Hypersonic boundary-layer transition (BLT) is affected by multifarious factors, some of which cannot be simulated in ground wind tunnels, which makes the BLT data of wind tunnel experiments are usually different to that of flight experiments. In order to convert BLT data from wind tunnels to real flight cases, and to improve BLT prediction accuracy, a blunt cone model with zero angle-of-attack and 7° semi-cone angle is selected to contrastive analysis the boundary-layer stability and transition between wind tunnels and flights by using linear stability theory and eN method, based on the data set of our MF-1 flight test and hypersonic wind tunnel experiments, as well as an abroad flight test and wind tunnel experiments. The results show that the difference of stability and transition between wind tunnels and flights is essential. The wall temperature ratio in flights is smaller than that in wind tunnels, which leads to the second mode frequency in flight tests are greater than that of wind tunnel experiments. Two empirical formulas are developed to compute the most unstable frequency of the second mode.
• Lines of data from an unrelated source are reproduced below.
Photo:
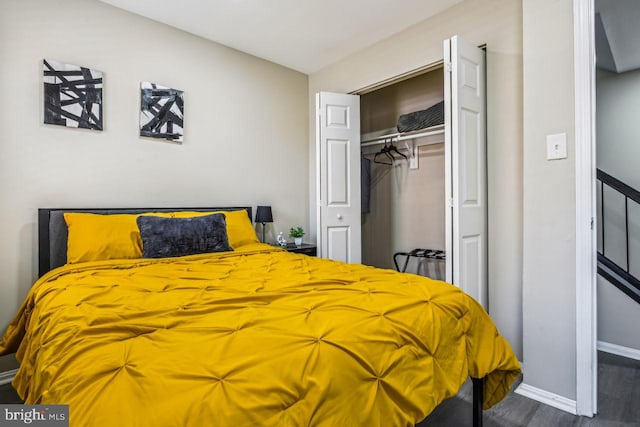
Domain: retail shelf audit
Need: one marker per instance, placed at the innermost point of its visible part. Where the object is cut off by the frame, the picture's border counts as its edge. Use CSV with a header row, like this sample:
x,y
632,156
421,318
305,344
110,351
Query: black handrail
x,y
631,285
618,185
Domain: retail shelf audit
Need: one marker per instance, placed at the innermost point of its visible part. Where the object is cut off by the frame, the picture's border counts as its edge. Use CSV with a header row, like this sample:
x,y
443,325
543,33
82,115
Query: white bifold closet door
x,y
466,168
338,171
338,176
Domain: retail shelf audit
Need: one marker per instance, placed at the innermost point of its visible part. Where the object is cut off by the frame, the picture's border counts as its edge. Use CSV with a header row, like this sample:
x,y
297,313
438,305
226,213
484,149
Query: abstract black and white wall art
x,y
72,95
161,112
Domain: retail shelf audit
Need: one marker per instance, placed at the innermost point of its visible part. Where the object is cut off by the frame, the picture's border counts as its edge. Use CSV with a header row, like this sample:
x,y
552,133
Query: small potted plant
x,y
297,233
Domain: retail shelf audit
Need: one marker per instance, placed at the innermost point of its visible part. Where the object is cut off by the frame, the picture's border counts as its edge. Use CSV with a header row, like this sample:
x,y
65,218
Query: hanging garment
x,y
365,184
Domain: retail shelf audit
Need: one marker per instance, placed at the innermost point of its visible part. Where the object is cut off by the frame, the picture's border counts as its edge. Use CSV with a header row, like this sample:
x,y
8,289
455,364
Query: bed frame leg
x,y
478,391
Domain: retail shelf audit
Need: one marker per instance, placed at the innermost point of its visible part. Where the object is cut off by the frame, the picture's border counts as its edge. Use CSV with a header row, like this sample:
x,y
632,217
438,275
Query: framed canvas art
x,y
161,112
72,95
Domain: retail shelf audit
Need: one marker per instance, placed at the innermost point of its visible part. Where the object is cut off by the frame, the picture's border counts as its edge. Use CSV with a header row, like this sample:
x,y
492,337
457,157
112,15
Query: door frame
x,y
586,227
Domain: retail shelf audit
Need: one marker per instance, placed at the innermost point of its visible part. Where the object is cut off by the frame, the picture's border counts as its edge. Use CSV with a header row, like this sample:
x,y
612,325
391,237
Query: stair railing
x,y
630,284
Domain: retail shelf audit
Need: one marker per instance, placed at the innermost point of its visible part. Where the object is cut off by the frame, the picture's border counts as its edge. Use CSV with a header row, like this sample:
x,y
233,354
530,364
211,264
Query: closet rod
x,y
402,136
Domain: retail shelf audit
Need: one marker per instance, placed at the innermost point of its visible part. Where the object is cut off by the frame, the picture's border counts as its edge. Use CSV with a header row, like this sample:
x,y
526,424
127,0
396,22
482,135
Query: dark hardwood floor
x,y
618,403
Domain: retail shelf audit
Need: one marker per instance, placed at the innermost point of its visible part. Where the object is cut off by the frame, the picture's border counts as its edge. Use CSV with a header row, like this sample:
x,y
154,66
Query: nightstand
x,y
306,249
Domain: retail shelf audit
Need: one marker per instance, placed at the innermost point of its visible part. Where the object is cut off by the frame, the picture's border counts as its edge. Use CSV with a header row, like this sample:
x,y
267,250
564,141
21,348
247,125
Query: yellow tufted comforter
x,y
255,337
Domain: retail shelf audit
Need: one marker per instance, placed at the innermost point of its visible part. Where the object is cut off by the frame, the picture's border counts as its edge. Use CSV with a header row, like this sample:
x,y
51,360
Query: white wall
x,y
245,129
549,241
498,23
618,151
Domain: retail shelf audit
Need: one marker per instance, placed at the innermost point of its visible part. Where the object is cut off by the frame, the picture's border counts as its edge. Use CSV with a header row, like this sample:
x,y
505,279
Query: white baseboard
x,y
7,376
628,352
548,398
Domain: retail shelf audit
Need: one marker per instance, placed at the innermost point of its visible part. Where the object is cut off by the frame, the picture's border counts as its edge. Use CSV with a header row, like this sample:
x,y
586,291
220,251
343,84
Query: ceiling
x,y
301,34
617,32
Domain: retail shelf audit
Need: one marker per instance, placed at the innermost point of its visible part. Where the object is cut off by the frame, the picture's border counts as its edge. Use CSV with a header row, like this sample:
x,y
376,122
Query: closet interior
x,y
403,175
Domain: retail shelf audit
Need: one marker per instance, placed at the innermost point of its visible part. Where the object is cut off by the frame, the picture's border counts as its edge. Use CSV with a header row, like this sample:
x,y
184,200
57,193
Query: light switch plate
x,y
557,146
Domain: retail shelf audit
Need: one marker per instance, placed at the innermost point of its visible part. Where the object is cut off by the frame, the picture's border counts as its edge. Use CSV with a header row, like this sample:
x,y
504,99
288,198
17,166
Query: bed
x,y
249,336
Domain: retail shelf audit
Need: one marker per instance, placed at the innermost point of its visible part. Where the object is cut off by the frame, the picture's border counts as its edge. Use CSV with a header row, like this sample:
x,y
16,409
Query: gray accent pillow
x,y
172,237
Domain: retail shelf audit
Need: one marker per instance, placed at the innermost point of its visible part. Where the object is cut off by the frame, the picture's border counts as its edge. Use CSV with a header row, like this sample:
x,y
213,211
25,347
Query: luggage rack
x,y
418,253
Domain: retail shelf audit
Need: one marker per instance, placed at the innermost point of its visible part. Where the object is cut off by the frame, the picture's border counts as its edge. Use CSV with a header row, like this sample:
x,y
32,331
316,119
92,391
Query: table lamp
x,y
263,215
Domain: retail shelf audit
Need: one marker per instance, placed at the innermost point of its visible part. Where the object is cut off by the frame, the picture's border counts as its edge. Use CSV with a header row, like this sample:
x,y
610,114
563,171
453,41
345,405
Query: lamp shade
x,y
263,214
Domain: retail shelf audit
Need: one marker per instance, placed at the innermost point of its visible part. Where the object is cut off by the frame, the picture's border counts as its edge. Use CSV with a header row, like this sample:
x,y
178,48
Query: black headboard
x,y
53,232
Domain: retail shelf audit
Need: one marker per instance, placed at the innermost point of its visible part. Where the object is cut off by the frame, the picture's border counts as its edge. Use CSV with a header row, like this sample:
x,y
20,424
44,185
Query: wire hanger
x,y
387,158
387,151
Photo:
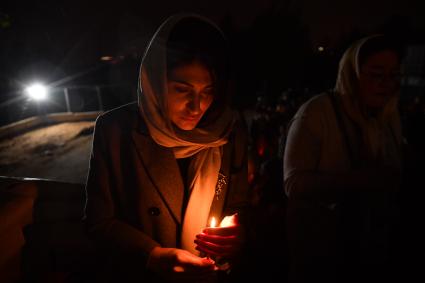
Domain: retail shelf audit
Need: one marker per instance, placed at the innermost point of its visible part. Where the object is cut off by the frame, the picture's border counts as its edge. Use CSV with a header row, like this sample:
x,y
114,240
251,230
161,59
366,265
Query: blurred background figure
x,y
342,169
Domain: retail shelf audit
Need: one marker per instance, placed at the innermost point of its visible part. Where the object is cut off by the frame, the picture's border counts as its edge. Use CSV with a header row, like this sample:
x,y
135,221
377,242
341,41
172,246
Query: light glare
x,y
37,91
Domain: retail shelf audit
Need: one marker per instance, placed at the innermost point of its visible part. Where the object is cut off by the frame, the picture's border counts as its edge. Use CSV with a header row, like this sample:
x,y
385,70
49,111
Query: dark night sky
x,y
53,40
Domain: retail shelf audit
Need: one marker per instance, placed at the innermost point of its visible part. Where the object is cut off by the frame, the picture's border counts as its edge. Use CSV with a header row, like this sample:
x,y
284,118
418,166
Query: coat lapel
x,y
161,166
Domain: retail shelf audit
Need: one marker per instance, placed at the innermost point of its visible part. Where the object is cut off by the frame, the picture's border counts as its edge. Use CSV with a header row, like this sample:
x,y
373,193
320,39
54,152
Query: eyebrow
x,y
186,83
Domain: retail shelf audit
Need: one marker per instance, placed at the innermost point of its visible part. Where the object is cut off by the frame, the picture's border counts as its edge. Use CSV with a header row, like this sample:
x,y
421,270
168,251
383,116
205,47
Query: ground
x,y
59,152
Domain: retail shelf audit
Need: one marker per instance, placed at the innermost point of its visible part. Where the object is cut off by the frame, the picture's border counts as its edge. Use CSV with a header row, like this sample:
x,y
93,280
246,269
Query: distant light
x,y
106,58
37,91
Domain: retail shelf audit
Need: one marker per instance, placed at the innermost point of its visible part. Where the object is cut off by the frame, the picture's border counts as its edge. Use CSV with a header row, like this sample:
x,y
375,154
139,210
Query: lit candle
x,y
213,222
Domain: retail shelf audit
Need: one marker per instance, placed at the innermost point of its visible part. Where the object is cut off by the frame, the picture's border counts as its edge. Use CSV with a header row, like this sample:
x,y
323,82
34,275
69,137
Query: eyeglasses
x,y
379,77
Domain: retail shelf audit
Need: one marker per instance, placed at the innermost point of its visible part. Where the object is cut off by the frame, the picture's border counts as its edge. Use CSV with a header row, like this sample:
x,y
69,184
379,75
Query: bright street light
x,y
37,91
These formulas are shown suitable for both flight conditions and wind tunnel conditions. It is also shown that the N value ( N T) at the start of BLT is greatly affected by the nose Reynolds number. The larger the nose Reynolds number, the smaller the N T value. When the nose-tip bluntness is large enough, the BLT occurs even without boundary-layer mode instability. The front bow shock waves of blunt bodies will induce entropy layers, and the bluntness will affect the location (swallow point) where the entropy layers merge into the boundary layers. The relative location of transition point and swallow point is shown in good correlation with the N T, and the trend is similar for both wind tunnels and flights. A correlation between the transition-swallow relative location and the N T is developed by the least square method. This correlation is expected to conveniently predict hypersonic BLT of similar conditions.